Two of these are masterful comic set pieces. During the middle section set on a cruise ship (a setting that served the brothers similarly well in Monkey Business), Groucho finds himself in a stateroom that’s slightly larger than a closet. The tight quarters don’t keep him from ordering an elaborately complicated meal via room service (“Make that three hard-boiled eggs”) when Chico, Harpo and Riccardo appear. Soon various maids and repairmen also arrive and squeeze in, until you can’t imagine one more person being able to fit. Naturally, that’s when the four waiters with serving trays show up.

A Night at the Opera is Groucho’s flirtation with respectability and devilish realization that it’s much more rewarding to play the clown.

The other standout sequence involves a game of musical beds in an upscale suite (it’s better seen than described). Aside from the frantic physical hilarity, though, this sequence is also notable for the slight change of character you can detect in Groucho. Smug and insulting in most of his previous pictures, here he’s something of a desperate social climber attempting to make this luxury suite his own. (It’s almost as if the years of lampooning the rich have left a bit of envious residue.) Yet when he tries to play their game and follow the proper rules – a disastrous contract negotiation with Chico is one classic example – he proves incapable. It’s not only that his brothers’ silliness derails him (earning them that wonderfully bug-eyed stare of comic exasperation). It’s also his own inability to resist playing the jester. A Night at the Opera is Groucho’s flirtation with respectability and devilish realization that it’s much more rewarding to play the clown.

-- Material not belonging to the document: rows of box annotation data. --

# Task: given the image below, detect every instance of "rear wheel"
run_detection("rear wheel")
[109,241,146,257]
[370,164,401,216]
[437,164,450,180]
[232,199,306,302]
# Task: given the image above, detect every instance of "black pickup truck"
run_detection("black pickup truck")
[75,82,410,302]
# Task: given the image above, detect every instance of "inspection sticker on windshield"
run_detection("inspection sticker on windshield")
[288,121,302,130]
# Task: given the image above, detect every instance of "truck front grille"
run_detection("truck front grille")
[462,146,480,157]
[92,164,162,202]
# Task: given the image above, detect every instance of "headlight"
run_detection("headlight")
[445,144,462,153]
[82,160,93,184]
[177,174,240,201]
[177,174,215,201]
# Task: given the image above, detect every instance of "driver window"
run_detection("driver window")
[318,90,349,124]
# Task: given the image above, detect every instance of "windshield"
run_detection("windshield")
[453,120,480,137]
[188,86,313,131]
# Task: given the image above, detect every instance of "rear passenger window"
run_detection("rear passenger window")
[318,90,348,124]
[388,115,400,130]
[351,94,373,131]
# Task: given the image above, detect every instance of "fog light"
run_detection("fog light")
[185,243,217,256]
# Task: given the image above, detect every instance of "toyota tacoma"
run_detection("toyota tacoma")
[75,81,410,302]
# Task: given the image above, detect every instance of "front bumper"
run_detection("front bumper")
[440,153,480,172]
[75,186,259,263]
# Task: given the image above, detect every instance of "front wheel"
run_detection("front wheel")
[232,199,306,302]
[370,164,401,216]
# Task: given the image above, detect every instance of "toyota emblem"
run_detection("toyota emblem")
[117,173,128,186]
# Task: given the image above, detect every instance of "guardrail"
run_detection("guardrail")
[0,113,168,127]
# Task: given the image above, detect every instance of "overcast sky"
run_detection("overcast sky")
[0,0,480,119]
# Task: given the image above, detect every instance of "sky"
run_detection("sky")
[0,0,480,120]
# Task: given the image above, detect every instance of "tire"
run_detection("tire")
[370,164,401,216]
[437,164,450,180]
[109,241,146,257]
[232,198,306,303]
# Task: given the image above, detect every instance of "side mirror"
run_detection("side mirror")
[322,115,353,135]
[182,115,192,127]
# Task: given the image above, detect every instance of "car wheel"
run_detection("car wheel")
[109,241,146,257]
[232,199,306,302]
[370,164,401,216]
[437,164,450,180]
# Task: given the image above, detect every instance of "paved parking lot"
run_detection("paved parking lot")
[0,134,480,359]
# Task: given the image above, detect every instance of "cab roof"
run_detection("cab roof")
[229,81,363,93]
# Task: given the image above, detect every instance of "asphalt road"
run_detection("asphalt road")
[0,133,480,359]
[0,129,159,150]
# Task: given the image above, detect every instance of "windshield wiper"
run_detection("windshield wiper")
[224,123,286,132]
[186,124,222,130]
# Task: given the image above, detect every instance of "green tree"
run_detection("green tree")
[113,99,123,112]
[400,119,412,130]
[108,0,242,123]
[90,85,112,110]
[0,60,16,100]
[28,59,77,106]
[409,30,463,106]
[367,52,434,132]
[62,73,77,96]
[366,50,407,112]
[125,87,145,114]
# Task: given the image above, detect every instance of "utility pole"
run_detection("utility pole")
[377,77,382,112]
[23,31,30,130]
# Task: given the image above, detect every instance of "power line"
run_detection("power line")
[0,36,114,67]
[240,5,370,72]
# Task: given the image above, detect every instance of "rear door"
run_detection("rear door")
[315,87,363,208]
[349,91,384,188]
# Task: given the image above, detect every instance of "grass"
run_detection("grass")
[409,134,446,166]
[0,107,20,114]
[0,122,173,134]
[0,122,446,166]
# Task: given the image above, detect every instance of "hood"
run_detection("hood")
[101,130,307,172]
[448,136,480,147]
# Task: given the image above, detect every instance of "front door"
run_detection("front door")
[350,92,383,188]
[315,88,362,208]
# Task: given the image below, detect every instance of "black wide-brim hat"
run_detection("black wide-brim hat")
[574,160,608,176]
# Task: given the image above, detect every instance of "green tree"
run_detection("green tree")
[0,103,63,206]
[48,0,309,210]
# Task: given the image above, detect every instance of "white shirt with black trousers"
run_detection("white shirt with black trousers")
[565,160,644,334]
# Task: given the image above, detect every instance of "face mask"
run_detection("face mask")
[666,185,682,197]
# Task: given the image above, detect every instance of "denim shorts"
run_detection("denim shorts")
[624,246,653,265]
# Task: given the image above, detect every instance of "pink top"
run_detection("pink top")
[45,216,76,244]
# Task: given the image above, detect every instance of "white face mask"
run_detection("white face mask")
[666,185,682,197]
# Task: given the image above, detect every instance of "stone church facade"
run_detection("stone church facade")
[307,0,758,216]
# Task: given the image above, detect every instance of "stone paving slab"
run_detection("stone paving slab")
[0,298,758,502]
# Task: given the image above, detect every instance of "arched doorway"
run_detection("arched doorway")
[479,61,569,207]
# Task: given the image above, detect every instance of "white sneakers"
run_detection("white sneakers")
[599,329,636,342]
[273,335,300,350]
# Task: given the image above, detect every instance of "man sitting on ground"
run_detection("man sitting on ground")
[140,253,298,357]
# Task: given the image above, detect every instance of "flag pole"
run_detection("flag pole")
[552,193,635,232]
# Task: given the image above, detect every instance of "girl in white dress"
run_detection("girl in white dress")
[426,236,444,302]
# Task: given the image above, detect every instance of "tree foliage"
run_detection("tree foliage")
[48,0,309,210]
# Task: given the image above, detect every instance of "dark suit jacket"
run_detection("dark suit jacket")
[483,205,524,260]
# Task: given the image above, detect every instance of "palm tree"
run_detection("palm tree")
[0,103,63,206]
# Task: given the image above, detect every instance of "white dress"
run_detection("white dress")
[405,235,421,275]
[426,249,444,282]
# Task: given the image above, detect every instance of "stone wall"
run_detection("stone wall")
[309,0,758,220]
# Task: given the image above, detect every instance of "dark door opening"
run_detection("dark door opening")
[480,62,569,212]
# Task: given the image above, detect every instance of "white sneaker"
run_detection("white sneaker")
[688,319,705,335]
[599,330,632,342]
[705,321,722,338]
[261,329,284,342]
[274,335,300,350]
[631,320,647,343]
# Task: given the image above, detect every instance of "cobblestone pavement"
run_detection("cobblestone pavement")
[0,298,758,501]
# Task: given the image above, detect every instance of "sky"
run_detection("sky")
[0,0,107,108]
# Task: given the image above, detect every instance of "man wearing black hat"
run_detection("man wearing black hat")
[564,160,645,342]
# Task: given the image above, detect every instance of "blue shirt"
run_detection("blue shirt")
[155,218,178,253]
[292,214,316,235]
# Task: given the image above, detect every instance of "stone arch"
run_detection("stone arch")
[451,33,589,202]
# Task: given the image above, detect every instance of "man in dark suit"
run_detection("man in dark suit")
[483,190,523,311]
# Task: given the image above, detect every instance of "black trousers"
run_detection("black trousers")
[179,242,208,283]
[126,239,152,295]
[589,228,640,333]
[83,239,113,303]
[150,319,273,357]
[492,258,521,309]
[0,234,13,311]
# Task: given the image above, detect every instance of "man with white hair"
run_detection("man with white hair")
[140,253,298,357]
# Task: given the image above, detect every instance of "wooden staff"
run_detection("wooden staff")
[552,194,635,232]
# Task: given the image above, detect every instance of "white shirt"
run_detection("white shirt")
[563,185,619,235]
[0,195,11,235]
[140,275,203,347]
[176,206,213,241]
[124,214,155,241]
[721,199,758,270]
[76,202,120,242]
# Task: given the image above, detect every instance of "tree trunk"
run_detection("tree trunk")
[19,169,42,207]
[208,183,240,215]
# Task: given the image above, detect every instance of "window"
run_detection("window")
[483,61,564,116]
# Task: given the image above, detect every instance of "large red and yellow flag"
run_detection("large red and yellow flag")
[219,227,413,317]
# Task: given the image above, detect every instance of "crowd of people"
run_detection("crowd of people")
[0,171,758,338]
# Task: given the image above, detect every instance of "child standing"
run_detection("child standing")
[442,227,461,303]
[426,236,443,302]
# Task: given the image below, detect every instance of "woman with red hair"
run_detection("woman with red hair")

Since I’ve previously been critical of Harpo, especially in Animal Crackers, I should confess that I found him not only tolerable but almost charming here (the scene in which he plays a goofy little piano piece for a bunch of giggling kids is delightful). In general, his mania seems less mean-spirited – a particular problem in Duck Soup – and more akin to uncontrollable compulsion. Guzzling umpteen glasses of water when he’s been asked to make a speech; piling not only pancakes but teapots when offered a sumptuous breakfast, Harpo is like a dog that becomes easily fixated on a rubber ball. Put an idea in his head – ripping skirts! – and that’s all he can think about.

In A Night at the Opera, this all adds up to the sort of comic mayhem that speaks to my own sensibilities. I may never speak Marx fluently, but at least here I can appreciate the beauty of the language.